Somos muchos. Basta pasear por
una avenida céntrica, asistir a un espectáculo multitudinario, acudir a una
gran superficie comercial, para que la concurrencia humana nos inspire una
sensación de exceso, un desbordamiento avasallador y amenazante. Somos muchos
y, sobre todo, somos voraces.
En los centros
comerciales se hace patente el saqueo al que nuestra profusión ávida somete a
la naturaleza: la avalancha de objetos que acaparamos, cachivaches inútiles ―o de efímera función simbólica― que, lo lamentaba Z. Bauman,
se transforman en basura junto con sus envases (porque sobre todo compramos envases)

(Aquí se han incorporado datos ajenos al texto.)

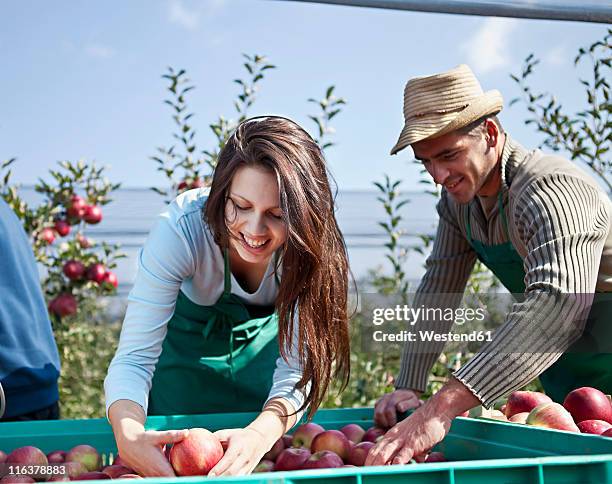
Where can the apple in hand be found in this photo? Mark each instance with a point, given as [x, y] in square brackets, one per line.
[372, 434]
[553, 416]
[524, 401]
[86, 455]
[265, 465]
[353, 432]
[196, 454]
[359, 453]
[332, 440]
[324, 459]
[305, 433]
[291, 459]
[587, 403]
[276, 449]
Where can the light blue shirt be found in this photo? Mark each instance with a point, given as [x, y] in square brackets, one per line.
[180, 254]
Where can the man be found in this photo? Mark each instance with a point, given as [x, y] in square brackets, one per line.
[29, 361]
[543, 228]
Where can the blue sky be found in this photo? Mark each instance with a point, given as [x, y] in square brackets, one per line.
[82, 79]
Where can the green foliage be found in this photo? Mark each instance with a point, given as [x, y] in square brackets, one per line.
[183, 165]
[586, 135]
[86, 344]
[392, 201]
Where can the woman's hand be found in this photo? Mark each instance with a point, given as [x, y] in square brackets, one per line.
[244, 449]
[142, 450]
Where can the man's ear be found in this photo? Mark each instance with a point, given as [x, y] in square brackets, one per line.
[492, 132]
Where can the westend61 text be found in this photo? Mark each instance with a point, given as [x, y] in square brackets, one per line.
[403, 336]
[411, 315]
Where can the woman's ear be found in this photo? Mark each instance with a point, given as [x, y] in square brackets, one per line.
[492, 133]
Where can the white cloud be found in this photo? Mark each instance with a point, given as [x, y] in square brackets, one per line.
[99, 51]
[189, 17]
[488, 49]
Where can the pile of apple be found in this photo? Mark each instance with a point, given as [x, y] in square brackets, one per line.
[585, 410]
[313, 447]
[81, 463]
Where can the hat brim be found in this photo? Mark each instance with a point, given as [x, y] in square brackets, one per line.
[435, 124]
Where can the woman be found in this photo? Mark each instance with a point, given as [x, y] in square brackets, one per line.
[227, 280]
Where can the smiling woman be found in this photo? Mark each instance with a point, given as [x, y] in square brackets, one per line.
[240, 302]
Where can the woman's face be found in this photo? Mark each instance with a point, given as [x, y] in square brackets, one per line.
[253, 214]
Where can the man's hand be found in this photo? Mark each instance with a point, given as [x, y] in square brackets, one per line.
[427, 426]
[387, 406]
[411, 437]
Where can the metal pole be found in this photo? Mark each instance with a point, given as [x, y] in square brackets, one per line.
[598, 11]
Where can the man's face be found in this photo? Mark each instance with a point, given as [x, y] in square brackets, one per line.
[461, 163]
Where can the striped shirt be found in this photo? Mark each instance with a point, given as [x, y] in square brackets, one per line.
[559, 223]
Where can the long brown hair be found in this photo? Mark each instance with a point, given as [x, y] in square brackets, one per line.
[314, 282]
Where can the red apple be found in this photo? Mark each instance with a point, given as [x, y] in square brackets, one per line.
[28, 456]
[114, 471]
[276, 449]
[47, 235]
[91, 476]
[288, 440]
[96, 273]
[359, 453]
[435, 457]
[15, 478]
[93, 214]
[110, 278]
[73, 469]
[76, 208]
[520, 417]
[553, 416]
[74, 270]
[332, 440]
[588, 403]
[596, 427]
[62, 227]
[372, 434]
[59, 478]
[265, 465]
[83, 241]
[86, 455]
[196, 454]
[56, 457]
[523, 401]
[303, 435]
[353, 432]
[324, 459]
[291, 459]
[63, 305]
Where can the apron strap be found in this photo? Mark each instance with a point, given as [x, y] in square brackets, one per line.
[227, 273]
[503, 214]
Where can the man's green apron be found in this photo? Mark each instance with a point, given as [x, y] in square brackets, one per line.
[218, 358]
[577, 367]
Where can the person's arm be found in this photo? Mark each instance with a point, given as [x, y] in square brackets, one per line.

en el mismo momento de sacarlos de estos. El ancestral, poético amor por el objeto y por
el regalo se traduce, cuando el contexto es de opulencia, en un ritual
frenético y mustio, el ritual del consumo.
Nuestros
antepasados también disfrutaban intercambiando trastos inútiles, pero lo hacían
en un contexto de escasez, imbuyéndolos de un sentido entre sagrado y afectuoso
de ofrenda mutua que los hacía valiosos. Las ofrendas recibidas eran guardadas
mucho tiempo, tal vez por generaciones, o incluso se regalaban de nuevo,
incrementando su valor con cada nueva mano que las tocaba. Ahora solo vale lo
que aún no ha salido del envoltorio, como si fuesen estos, y no el objeto en
sí, los portadores de valor.
Esto es así,
probablemente, porque el envase o el papel de colores invisten al objeto de una ilusión de exclusividad: en un mundo de objetos fabricados en serie, lo único
especial que los dedica a nosotros es el hecho de habernos sido envueltos, o al
menos no haber sido usados. Solo se aprecia lo que es de primera mano, a
diferencia de tiempos en los que era precisamente la reutilización lo que hacía preciosas a las cosas: el haber pasado de padres a hijos, el haber servido a un
vecino… Es la diferencia entre una economía de escasez y otra de sobreabundancia,
entre un tiempo de elaboración y otro en el que las cosas las hacen las
máquinas, entre una relación con el objeto basada en la necesidad ―y por tanto la utilidad― y otra basada en el capricho ―y por tanto el mero aprecio lúdico―.
Esta cosificación
de los objetos, valga el oxímoron, se traduce en un vacío que acusa nuestra
persona, y que intentamos compensar con ese esfuerzo por “personalizar” que nos
ofrece el propio mercado: imprimir nuestro nombre o nuestra foto en una taza o
en la cubierta del ordenador hace que esos objetos fabricados en serie, iguales
por millones, lleguen a nuestras manos bajo la ilusión de la exclusividad.
En definitiva, lo que estamos intentando rescatar, porque lo hemos erradicado, es lo que T. Moore denomina alma, y también podríamos llamar sentido. No nos hará felices una existencia sin juego, sin misterio, sin ritual o imaginación. Nuestra especie se templó en pequeños grupos donde todos se conocían, y sigue tolerando mal la vaga amenaza anónima de las multitudes. Lo que nos conforta es la cercanía, la intimidad. Lo que nos sacia es el sentido, no el acaparamiento.
¿Consumimos
los objetos y los servicios, o son ellos los que acaban consumiéndonos (en
todos los sentidos de la palabra)? Mientras hacemos cada vez más y más, nos vamos sintiendo reducidos cada vez a menos. Hacemos más viajes, pero estamos
menos presentes en ellos. Tenemos más medios de comunicación, pero cada vez
comunicamos menos acerca de nosotros, hasta quedar reducidos a un mero rol, a un
esquema de lo que somos, o lo que querríamos ser: si queremos ser personas, tal
vez nos convenga dejar de comportarnos como voraces autómatas.